Never mix male and female betta splendens over 8 weeks but they look younger.


----------



## BettaFx (Oct 15, 2012)

ChoclateBetta said:


> Never mix male and female betta splendens over 8 weeks but they look younger.


they are exactly 8 weeks old and are fighter strain...of which ive kept my stocks together longer than 3 months before with hardly any fights =]!


----------



## BettaFx (Oct 15, 2012)

ChoclateBetta said:


> Never mix male and female betta splendens over 8 weeks but they look younger.


actually a lot bigger in person ;p


----------



## ChoclateBetta (Jul 22, 2012)

Remember to separate soon and great tank open but barren.


----------



## ChoclateBetta (Jul 22, 2012)

BettaFx said:


> actually a lot bigger in person ;p


Bettazihla


----------



## BettaFx (Oct 15, 2012)

ChoclateBetta said:


> Remember to separate soon and great tank open but barren.

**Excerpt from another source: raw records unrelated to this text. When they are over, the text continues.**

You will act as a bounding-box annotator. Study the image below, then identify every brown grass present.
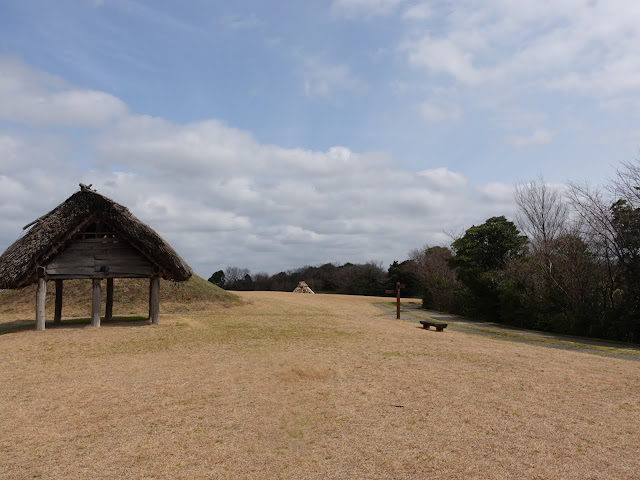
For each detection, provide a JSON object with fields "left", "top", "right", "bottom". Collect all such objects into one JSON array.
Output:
[{"left": 0, "top": 292, "right": 640, "bottom": 480}]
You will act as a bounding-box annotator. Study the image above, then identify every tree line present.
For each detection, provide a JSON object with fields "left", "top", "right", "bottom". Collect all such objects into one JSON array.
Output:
[{"left": 209, "top": 161, "right": 640, "bottom": 343}]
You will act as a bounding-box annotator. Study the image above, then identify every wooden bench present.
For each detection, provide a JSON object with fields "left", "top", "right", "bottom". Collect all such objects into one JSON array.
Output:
[{"left": 420, "top": 320, "right": 448, "bottom": 332}]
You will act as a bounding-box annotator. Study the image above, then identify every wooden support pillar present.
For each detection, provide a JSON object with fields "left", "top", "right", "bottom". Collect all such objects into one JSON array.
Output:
[
  {"left": 104, "top": 278, "right": 113, "bottom": 322},
  {"left": 91, "top": 278, "right": 102, "bottom": 327},
  {"left": 53, "top": 280, "right": 63, "bottom": 325},
  {"left": 149, "top": 275, "right": 160, "bottom": 325},
  {"left": 36, "top": 272, "right": 47, "bottom": 330}
]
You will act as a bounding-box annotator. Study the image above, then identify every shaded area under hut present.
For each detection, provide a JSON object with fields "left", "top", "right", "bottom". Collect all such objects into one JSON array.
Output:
[
  {"left": 293, "top": 282, "right": 315, "bottom": 293},
  {"left": 0, "top": 184, "right": 193, "bottom": 330}
]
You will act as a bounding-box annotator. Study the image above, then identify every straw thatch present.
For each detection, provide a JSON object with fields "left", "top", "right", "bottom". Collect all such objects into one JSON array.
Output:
[
  {"left": 0, "top": 184, "right": 193, "bottom": 289},
  {"left": 293, "top": 282, "right": 315, "bottom": 293}
]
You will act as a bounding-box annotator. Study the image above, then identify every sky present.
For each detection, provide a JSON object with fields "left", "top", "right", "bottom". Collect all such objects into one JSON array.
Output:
[{"left": 0, "top": 0, "right": 640, "bottom": 278}]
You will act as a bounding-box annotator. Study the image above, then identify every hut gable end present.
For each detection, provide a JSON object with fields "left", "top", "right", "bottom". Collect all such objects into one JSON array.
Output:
[
  {"left": 0, "top": 186, "right": 192, "bottom": 288},
  {"left": 45, "top": 222, "right": 159, "bottom": 280}
]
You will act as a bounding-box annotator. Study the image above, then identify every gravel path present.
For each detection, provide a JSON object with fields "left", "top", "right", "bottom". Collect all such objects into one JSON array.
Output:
[{"left": 376, "top": 302, "right": 640, "bottom": 361}]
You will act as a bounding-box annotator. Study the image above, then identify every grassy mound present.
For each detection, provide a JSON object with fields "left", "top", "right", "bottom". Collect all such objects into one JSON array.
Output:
[{"left": 0, "top": 275, "right": 242, "bottom": 321}]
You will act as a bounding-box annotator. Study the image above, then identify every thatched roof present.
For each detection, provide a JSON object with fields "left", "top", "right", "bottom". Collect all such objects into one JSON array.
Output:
[
  {"left": 0, "top": 184, "right": 193, "bottom": 289},
  {"left": 293, "top": 282, "right": 315, "bottom": 293}
]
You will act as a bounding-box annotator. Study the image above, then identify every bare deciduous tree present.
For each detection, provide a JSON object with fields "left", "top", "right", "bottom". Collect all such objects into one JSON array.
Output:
[{"left": 515, "top": 176, "right": 568, "bottom": 250}]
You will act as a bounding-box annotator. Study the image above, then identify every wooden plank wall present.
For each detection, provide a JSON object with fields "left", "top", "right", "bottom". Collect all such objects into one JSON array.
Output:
[{"left": 46, "top": 237, "right": 154, "bottom": 279}]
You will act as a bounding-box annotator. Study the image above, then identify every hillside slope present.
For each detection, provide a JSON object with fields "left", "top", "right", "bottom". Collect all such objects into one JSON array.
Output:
[{"left": 0, "top": 275, "right": 242, "bottom": 321}]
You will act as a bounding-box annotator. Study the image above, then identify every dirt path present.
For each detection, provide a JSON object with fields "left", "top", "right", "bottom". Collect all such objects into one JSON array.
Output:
[{"left": 376, "top": 302, "right": 640, "bottom": 361}]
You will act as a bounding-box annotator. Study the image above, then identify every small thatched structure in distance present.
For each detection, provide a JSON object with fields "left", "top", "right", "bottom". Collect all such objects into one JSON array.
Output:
[
  {"left": 293, "top": 282, "right": 315, "bottom": 293},
  {"left": 0, "top": 184, "right": 193, "bottom": 330}
]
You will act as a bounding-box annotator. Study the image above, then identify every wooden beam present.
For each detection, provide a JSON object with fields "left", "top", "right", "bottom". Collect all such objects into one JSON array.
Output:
[
  {"left": 91, "top": 278, "right": 102, "bottom": 327},
  {"left": 104, "top": 278, "right": 113, "bottom": 322},
  {"left": 36, "top": 275, "right": 47, "bottom": 330},
  {"left": 53, "top": 280, "right": 63, "bottom": 325},
  {"left": 149, "top": 275, "right": 160, "bottom": 325}
]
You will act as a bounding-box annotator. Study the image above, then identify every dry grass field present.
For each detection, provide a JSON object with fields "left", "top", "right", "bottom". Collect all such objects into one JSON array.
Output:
[{"left": 0, "top": 292, "right": 640, "bottom": 480}]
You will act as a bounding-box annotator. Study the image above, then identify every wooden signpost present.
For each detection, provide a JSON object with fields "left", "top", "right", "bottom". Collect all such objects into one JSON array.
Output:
[{"left": 385, "top": 282, "right": 404, "bottom": 320}]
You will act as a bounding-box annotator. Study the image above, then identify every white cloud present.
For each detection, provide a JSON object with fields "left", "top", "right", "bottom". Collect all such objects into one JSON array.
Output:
[
  {"left": 403, "top": 36, "right": 484, "bottom": 85},
  {"left": 418, "top": 102, "right": 462, "bottom": 122},
  {"left": 402, "top": 2, "right": 433, "bottom": 20},
  {"left": 401, "top": 0, "right": 640, "bottom": 98},
  {"left": 418, "top": 167, "right": 467, "bottom": 189},
  {"left": 0, "top": 55, "right": 127, "bottom": 128},
  {"left": 301, "top": 57, "right": 365, "bottom": 99},
  {"left": 509, "top": 129, "right": 553, "bottom": 148},
  {"left": 222, "top": 12, "right": 263, "bottom": 30},
  {"left": 331, "top": 0, "right": 404, "bottom": 18},
  {"left": 0, "top": 59, "right": 520, "bottom": 276}
]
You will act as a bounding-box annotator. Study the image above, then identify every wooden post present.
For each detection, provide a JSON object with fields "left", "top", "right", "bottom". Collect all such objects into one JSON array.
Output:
[
  {"left": 104, "top": 278, "right": 113, "bottom": 322},
  {"left": 53, "top": 280, "right": 63, "bottom": 325},
  {"left": 36, "top": 272, "right": 47, "bottom": 330},
  {"left": 149, "top": 275, "right": 160, "bottom": 325},
  {"left": 91, "top": 278, "right": 102, "bottom": 327}
]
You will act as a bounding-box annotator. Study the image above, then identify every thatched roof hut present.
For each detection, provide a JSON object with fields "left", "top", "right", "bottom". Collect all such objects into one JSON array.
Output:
[
  {"left": 293, "top": 282, "right": 315, "bottom": 293},
  {"left": 0, "top": 184, "right": 193, "bottom": 328}
]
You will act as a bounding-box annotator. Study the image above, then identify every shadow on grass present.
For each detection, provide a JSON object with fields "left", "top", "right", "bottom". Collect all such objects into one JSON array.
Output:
[{"left": 0, "top": 315, "right": 151, "bottom": 335}]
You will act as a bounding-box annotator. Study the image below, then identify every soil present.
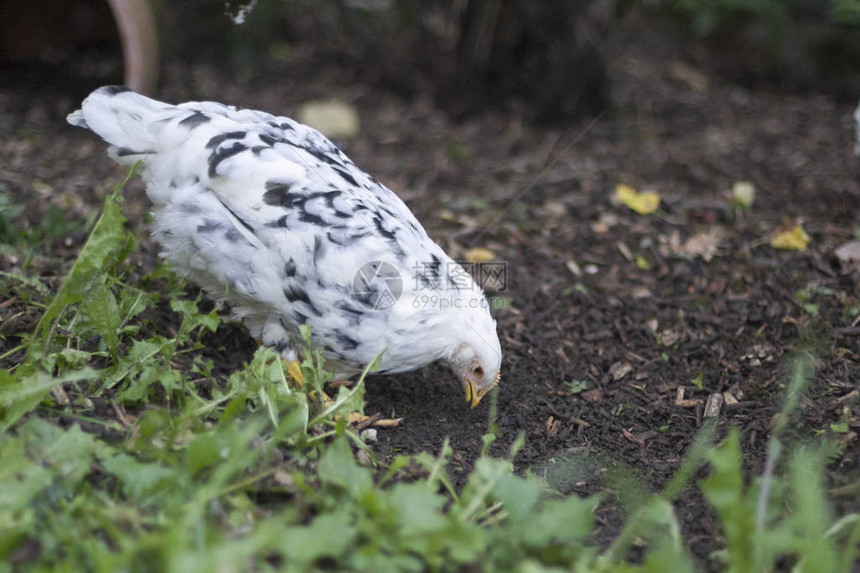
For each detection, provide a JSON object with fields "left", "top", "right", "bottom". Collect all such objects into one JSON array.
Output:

no need to separate like fancies. I've been breeding plakats for along time and never have to deal with any of them nipping eachother like crazy or big fights. Aslong as I keep the environment consistent, they're fine and healthy. Maybe even a lot healthier than most fancy bred fish that most breeders just over feed their juvies push their growth with too much water change that alters their slime coat.

-oh yes XD the planted tank was just started a month ago with just one water wisteria and 2 cabombas =] and a bit of java moss so i guess itll fill up soon : D


----------



## ChoclateBetta (Jul 22, 2012)

Weird plakats are suposed to be more aggressive not less.


----------



## BettaFx (Oct 15, 2012)

ChoclateBetta said:


> Weird plakats are suposed to be more aggressive not less.


LOL! aha they have shorter fins so fin tearing is minimal compared to long fins in general think about having 10 juvies with long flowing fins ahaha =] tempted to snatch some fins!


----------